BENGALURU: Photographer Krishanu Chatterjee brings together two different eras of photography, while keeping the subject constant, at his solo show ‘Silence’. The subject is ‘Hands’. He uses collodion positive from 1850s and the present-day digital photography techniques to tell stories behind the hands of the people. He says as the show is part of World Photography Day celebrations, he wants to pay tribute to photographers and scientists for the advent of the medium.

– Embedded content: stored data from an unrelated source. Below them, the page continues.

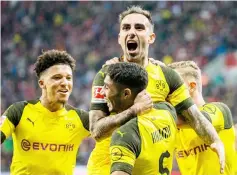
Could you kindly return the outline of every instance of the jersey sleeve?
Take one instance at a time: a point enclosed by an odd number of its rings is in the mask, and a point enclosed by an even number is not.
[[[106,114],[109,114],[109,109],[104,99],[104,95],[101,94],[101,90],[104,86],[104,79],[108,66],[104,66],[95,76],[92,84],[91,104],[90,110],[101,110]]]
[[[141,138],[137,118],[134,118],[112,134],[110,144],[111,174],[114,171],[132,174],[132,169],[140,152]]]
[[[188,109],[194,104],[193,100],[191,99],[188,89],[177,72],[167,66],[161,66],[161,69],[170,88],[170,92],[166,100],[175,107],[177,114],[181,114],[183,110]]]
[[[26,104],[27,102],[14,103],[1,116],[1,143],[14,132]]]
[[[230,129],[233,126],[231,111],[224,103],[207,103],[200,110],[217,132],[223,129]]]

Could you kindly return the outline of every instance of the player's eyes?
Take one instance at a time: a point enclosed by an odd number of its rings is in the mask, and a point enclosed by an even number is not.
[[[72,77],[67,77],[67,80],[71,80],[72,79]]]
[[[136,26],[136,29],[137,29],[137,30],[144,30],[145,27],[144,27],[143,25],[142,25],[142,26],[141,26],[141,25],[137,25],[137,26]]]
[[[129,29],[130,29],[130,26],[123,26],[122,29],[123,29],[123,30],[129,30]]]
[[[59,79],[61,79],[61,77],[55,76],[55,77],[53,77],[53,79],[54,79],[54,80],[59,80]]]

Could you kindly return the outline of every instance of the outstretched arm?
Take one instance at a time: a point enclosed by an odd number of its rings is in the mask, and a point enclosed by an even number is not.
[[[150,95],[143,90],[137,95],[133,106],[119,114],[107,117],[101,110],[91,110],[89,112],[91,135],[96,140],[110,136],[116,128],[136,117],[138,113],[151,109],[152,106]]]

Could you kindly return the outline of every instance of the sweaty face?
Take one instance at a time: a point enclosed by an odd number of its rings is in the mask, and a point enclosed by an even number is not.
[[[118,42],[129,62],[140,62],[148,54],[151,24],[142,14],[129,14],[120,25]]]
[[[68,65],[54,65],[42,75],[43,93],[51,103],[66,103],[72,92],[72,69]]]
[[[121,94],[108,75],[105,77],[102,93],[110,112],[119,112],[122,109]]]

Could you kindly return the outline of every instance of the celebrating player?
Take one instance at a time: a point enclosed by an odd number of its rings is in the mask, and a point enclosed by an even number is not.
[[[181,75],[195,104],[219,134],[226,153],[224,174],[234,174],[237,162],[235,160],[235,132],[230,109],[220,102],[205,103],[202,96],[201,70],[195,62],[180,61],[168,66]],[[217,155],[190,126],[179,126],[175,150],[182,175],[220,174]]]
[[[78,147],[89,135],[88,112],[67,104],[74,67],[67,52],[44,52],[35,64],[41,97],[14,103],[4,112],[1,143],[12,135],[11,174],[73,174]]]
[[[105,99],[111,102],[109,111],[120,113],[128,109],[147,83],[147,72],[138,64],[111,65],[102,89]],[[111,174],[170,174],[177,132],[174,119],[174,107],[160,102],[114,131],[110,146]]]
[[[134,62],[146,69],[149,80],[146,90],[153,102],[170,102],[177,113],[185,117],[197,134],[208,144],[212,144],[212,148],[217,151],[221,171],[223,171],[225,163],[223,144],[214,127],[193,103],[179,75],[167,66],[149,62],[149,45],[155,41],[153,28],[154,24],[150,13],[140,7],[133,6],[120,14],[118,42],[123,50],[121,61]],[[106,66],[103,67],[94,79],[89,112],[91,134],[96,140],[99,140],[88,162],[88,173],[93,175],[109,174],[110,133],[136,116],[146,106],[142,103],[142,105],[137,105],[135,100],[134,105],[130,108],[107,117],[109,115],[108,106],[112,102],[109,101],[107,106],[107,101],[98,93],[104,85],[106,69]],[[145,93],[138,95],[140,97],[147,96]],[[148,108],[150,108],[149,105],[150,103],[148,103]]]

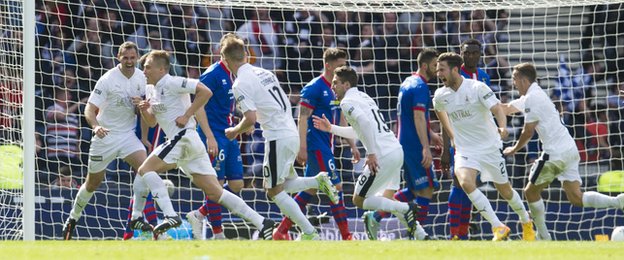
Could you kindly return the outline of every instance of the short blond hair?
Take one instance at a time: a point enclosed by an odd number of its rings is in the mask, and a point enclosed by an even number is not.
[[[221,38],[221,56],[226,60],[243,62],[245,55],[245,42],[236,34],[228,33]]]
[[[161,51],[161,50],[150,51],[147,54],[147,57],[145,58],[145,60],[147,59],[152,59],[153,62],[155,62],[159,66],[163,66],[165,69],[169,69],[169,67],[171,67],[171,63],[169,61],[170,60],[169,53],[167,53],[166,51]]]

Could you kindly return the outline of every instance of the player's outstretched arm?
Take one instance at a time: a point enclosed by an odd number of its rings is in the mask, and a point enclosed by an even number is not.
[[[323,117],[318,117],[318,116],[312,116],[312,123],[314,123],[314,127],[318,130],[321,130],[323,132],[330,132],[332,134],[335,134],[337,136],[340,137],[344,137],[344,138],[357,138],[357,135],[355,134],[355,131],[353,131],[352,127],[342,127],[342,126],[337,126],[337,125],[332,125],[329,122],[329,119],[327,119],[327,117],[325,117],[325,114],[323,114]]]
[[[525,123],[524,127],[522,128],[522,133],[520,134],[520,138],[518,138],[518,142],[516,142],[514,146],[505,148],[505,150],[503,151],[503,154],[506,156],[513,155],[514,153],[522,149],[522,147],[524,147],[527,143],[529,143],[529,141],[531,140],[531,137],[533,137],[533,133],[535,133],[537,122],[538,121]]]
[[[176,125],[180,128],[184,127],[186,123],[188,123],[189,119],[197,113],[197,110],[204,107],[206,103],[208,103],[210,97],[212,97],[212,91],[210,91],[210,89],[201,82],[197,83],[197,86],[195,87],[195,99],[193,99],[191,106],[186,109],[184,115],[176,118]]]
[[[234,140],[239,134],[248,131],[256,124],[256,111],[247,110],[243,113],[243,119],[234,127],[225,129],[225,137],[230,140]]]
[[[145,122],[147,126],[156,126],[158,122],[156,122],[156,116],[154,115],[154,111],[152,111],[152,106],[150,105],[149,99],[142,100],[139,97],[133,97],[132,103],[139,109],[142,121]]]
[[[414,110],[414,127],[416,128],[416,134],[418,140],[422,145],[423,159],[420,162],[425,169],[431,167],[433,156],[431,156],[431,150],[429,149],[429,138],[427,137],[427,119],[425,118],[425,112],[420,110]]]
[[[521,112],[516,107],[514,107],[512,103],[501,104],[501,108],[503,109],[503,113],[505,113],[505,115],[513,115],[515,113]]]
[[[299,122],[297,128],[299,130],[299,153],[297,154],[297,162],[301,165],[305,165],[308,160],[308,119],[314,112],[313,109],[301,105],[299,107]]]

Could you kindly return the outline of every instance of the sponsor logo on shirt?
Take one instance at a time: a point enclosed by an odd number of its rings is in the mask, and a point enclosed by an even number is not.
[[[490,98],[493,95],[494,95],[494,92],[487,93],[487,94],[485,94],[485,96],[483,96],[483,99],[488,99],[488,98]]]
[[[449,117],[453,121],[462,120],[464,118],[469,118],[471,116],[472,116],[472,113],[470,113],[470,110],[457,110],[449,115]]]
[[[227,80],[226,79],[221,79],[221,84],[227,85]]]
[[[102,161],[102,156],[101,155],[97,155],[97,156],[96,155],[92,155],[91,156],[91,161],[101,162]]]
[[[95,89],[93,92],[95,92],[95,94],[102,95],[102,91],[99,89]]]
[[[529,112],[531,112],[531,109],[530,109],[530,108],[525,108],[525,109],[524,109],[524,113],[529,113]]]
[[[347,114],[351,115],[351,113],[353,113],[353,110],[355,110],[355,107],[349,108],[349,111],[347,111]]]
[[[186,83],[188,83],[187,81],[188,81],[187,79],[184,79],[182,81],[182,88],[186,88]]]
[[[236,102],[241,102],[243,100],[245,100],[245,96],[240,96],[236,99]]]
[[[324,97],[329,96],[329,93],[327,93],[327,90],[323,90],[323,96]]]

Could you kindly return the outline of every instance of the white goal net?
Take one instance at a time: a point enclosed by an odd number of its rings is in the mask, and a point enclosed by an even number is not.
[[[467,39],[482,43],[479,67],[491,78],[499,99],[518,97],[511,68],[532,62],[540,85],[557,105],[562,120],[581,153],[582,188],[612,195],[624,192],[624,4],[622,1],[36,1],[35,60],[22,57],[23,1],[0,0],[0,240],[22,239],[22,174],[34,174],[35,237],[60,239],[64,220],[78,187],[87,175],[91,129],[84,107],[96,81],[116,65],[117,48],[135,42],[141,54],[153,49],[172,54],[172,73],[197,78],[218,61],[218,41],[237,32],[250,44],[250,62],[276,73],[298,115],[302,87],[320,75],[322,53],[339,47],[357,68],[360,90],[373,97],[388,124],[396,130],[400,83],[415,72],[416,57],[426,47],[459,52]],[[24,86],[23,63],[34,62],[34,86]],[[433,88],[440,86],[430,83]],[[35,122],[22,122],[24,88],[34,88]],[[522,117],[510,117],[514,143]],[[34,124],[36,171],[22,173],[21,126]],[[439,131],[437,120],[431,128]],[[33,138],[33,137],[25,137]],[[240,196],[263,216],[281,220],[277,207],[261,188],[263,145],[258,128],[241,141],[245,188]],[[360,145],[360,148],[362,146]],[[528,169],[538,157],[537,139],[507,158],[513,187],[527,183]],[[362,148],[362,152],[364,152]],[[361,216],[351,202],[354,182],[363,164],[352,164],[349,148],[339,140],[336,168],[344,182],[349,228],[366,239]],[[27,155],[31,156],[31,155]],[[432,237],[449,237],[448,196],[451,181],[441,175],[425,230]],[[298,167],[299,173],[302,168]],[[182,216],[203,203],[203,194],[177,172],[163,178],[176,186],[174,207]],[[122,161],[109,167],[78,221],[77,239],[121,239],[131,198],[133,172]],[[491,186],[480,189],[493,201],[501,220],[521,236],[517,216]],[[621,210],[583,209],[567,202],[558,182],[543,193],[547,225],[557,240],[592,240],[624,225]],[[313,199],[307,214],[320,217],[322,237],[339,239],[328,200]],[[471,237],[491,238],[491,229],[472,214]],[[187,225],[185,225],[187,226]],[[229,238],[249,238],[253,229],[224,210]],[[188,227],[188,226],[187,226]],[[395,218],[382,221],[382,236],[398,239],[404,229]],[[173,238],[190,238],[181,229]],[[210,235],[208,235],[210,236]]]

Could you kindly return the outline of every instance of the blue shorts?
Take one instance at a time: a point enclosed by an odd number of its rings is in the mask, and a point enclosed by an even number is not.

He researched about the collodian positive technique online and through manuals. “A few national and international artists also helped me to make my work better. Professor Arpan Mukhopadhyay from Shantiniketan, West Bengal and a few other photographers helped me.” The collodian positive is an elaborate process. The 36-year-old explains, “Collodian, ether and other chemicals are mixed. A coat of it is applied on a glass plate in the camera while still wet.” The plate is then developed to a negative, which is bleached with salt solution and placed on a 4x5 or 8x12 inch water colour paper and kept in sunlight. “On a gloomy day, you have to keep the picture in sunlight for about four hours. It is then varnished with chemical gold chloride and covered with glass,” he adds. Krishanu is exhibiting six images produced by this technique at the show. He says, “It took me four days to finish the six prints. None of the prints would be similar, as they are all handmade. It’s like making a painting.”
He believes faces can lie, but hands never do. “It can tell you the real story of the person if you observe properly. Whether he is rich or poor, lazy or hardworking, conscious of his looks or not and it also tells you about their social background,” he says. He is fascinated with hands. “There’s lot of geometry if you see... the veins and fingers... they attract me.” Clicking these pictures wasn’t an easy task. He says, “People would ask why am I clicking their hands. But, over a period of time, I developed skills to capture a moment and vanish suddenly, while doing street photography. These pictures are all candid.” He has been working on this series since 2007. Krishanu says, “With time, my thought process is evolving. The way I look at the same hand changes. Also, different people will have varying perspective about the same hand.”
He says he would continue with the series until he reaches a threshold where he feels there’s nothing more to explore in it. “You can’t ask an artist when he will stop painting. Likewise, until I feel I am done with this series, I will continue working on it.” Krishanu says he has not undergone any formal training in photography. He graduated in microbiology but was always fascinated by photography since his childhood. “I would see images in different books and wished I had clicked them,” he recalls. He took up photography full-time eight years ago. Take a sneak peek into the lives of Krishanu’s subjects through their hands captured in a frame at Art Houz, Vasanth Nagar. The show is on till August 31.